Looking to get started with building furniture, making repairs around the home, or other woodworking projects? The first thing you need is the right set of tools. Here, we’re going to look at the average woodworker’s arsenal and why you need each tool. You might not need every suggestion for the project you have in mind, but they all have a role to play for regular woodworking.
The table saw
This is the starting point for just about any woodworker. A quality table saw will be the most frequently used tool in your workshop. It can be used for cutting wood down to size, straightening, jointing, and cutting grooves for joinery. The only purpose it doesn’t meet is sanding, making it one of the most versatile machines you can find. With the table saw, above all else, you want to invest in quality and make sure you’re getting the saw with the dimensions and power supply to fit your needs.
A smaller handheld tool, the jigsaw can do most of what the table saw can, but with a little more precision. It’s often used for detail work and smaller grooves. One of the key functions is that it can do what the table saw can’t: cutting in curves.
The circular saw
You don’t exactly need both a table saw and a circular saw. The table saw can do much of what the circular saw can do. However, the latter can do it a little more conveniently in some cases, depending on the piece of wood you have.
There are a few different tools you can choose to plane a piece of wood, which is turning a rough, unfinished piece of wood into a smooth, flat surface that’s ready to work with. The router is the most practical and portable tool for the job. However, the router can also profile edges, cut inlays, cut traditional joints, and much more. If you have the space and the money, a power jointer and planer can plane wood more efficiently, but it’s not essential.
None of the tools mentioned above can sand wood, which is essential for giving it a nice, smooth finish ready to be painted or stained. A random orbit sander is the most versatile, able to handle just about everything except edges and tricky corners, but you can hand sand those.

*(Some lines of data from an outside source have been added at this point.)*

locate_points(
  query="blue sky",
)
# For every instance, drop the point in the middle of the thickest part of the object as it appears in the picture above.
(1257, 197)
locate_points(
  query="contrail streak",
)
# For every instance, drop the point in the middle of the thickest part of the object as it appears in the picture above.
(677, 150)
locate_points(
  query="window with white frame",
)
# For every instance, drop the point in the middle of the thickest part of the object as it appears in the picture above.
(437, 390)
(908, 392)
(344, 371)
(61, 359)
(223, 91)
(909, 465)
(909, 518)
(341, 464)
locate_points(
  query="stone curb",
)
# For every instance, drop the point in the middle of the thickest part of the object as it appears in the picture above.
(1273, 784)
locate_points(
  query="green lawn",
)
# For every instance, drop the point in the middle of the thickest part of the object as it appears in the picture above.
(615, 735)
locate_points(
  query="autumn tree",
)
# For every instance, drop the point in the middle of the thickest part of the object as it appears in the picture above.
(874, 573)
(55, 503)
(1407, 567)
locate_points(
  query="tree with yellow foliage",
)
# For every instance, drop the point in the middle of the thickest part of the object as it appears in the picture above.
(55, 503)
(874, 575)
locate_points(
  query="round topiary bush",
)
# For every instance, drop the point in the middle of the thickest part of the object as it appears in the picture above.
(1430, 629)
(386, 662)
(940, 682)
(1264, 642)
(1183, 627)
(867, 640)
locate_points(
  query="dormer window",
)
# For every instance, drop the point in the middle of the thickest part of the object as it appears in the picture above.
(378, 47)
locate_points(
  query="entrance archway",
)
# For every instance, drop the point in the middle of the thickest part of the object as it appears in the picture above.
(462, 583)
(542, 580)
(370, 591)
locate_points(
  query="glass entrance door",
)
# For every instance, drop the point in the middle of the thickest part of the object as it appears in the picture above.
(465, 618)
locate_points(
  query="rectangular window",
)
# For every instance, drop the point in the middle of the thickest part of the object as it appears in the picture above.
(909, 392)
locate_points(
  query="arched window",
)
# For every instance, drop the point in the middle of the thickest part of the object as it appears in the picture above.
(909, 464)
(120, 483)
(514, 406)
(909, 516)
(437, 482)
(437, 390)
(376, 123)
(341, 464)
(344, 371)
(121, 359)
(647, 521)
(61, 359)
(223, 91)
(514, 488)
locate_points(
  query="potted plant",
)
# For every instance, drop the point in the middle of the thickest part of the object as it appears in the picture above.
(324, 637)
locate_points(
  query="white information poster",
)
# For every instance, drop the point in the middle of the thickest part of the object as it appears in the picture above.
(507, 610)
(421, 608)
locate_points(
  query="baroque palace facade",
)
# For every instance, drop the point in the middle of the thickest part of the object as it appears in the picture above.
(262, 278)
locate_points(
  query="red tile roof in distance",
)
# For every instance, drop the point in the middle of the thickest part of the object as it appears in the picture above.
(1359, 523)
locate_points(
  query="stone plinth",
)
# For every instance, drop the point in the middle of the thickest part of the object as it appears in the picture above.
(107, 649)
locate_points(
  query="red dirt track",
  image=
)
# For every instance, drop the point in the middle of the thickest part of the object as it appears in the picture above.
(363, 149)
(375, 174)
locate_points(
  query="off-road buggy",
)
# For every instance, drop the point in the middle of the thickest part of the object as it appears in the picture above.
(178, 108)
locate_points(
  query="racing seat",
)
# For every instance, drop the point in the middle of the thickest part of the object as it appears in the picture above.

A good set of chisels is an essential part of your toolkit for when you’re ready to finish off your project. You want chisels in a variety of sizes, but the ¾” chisel is the most important of them all if you’re only buying them one for carving out recesses, cutting joinery grooves, or shaving rough surfaces, and chopping corners. You won’t use a chisel as often as the other tools, but there’s no replacement for a chisel when you need one.
Remember that despite the importance of good tools, you shouldn’t neglect the most important part of any woodworking project: you. There’s no substitute for skill, so practice with each tool mentioned above is essential.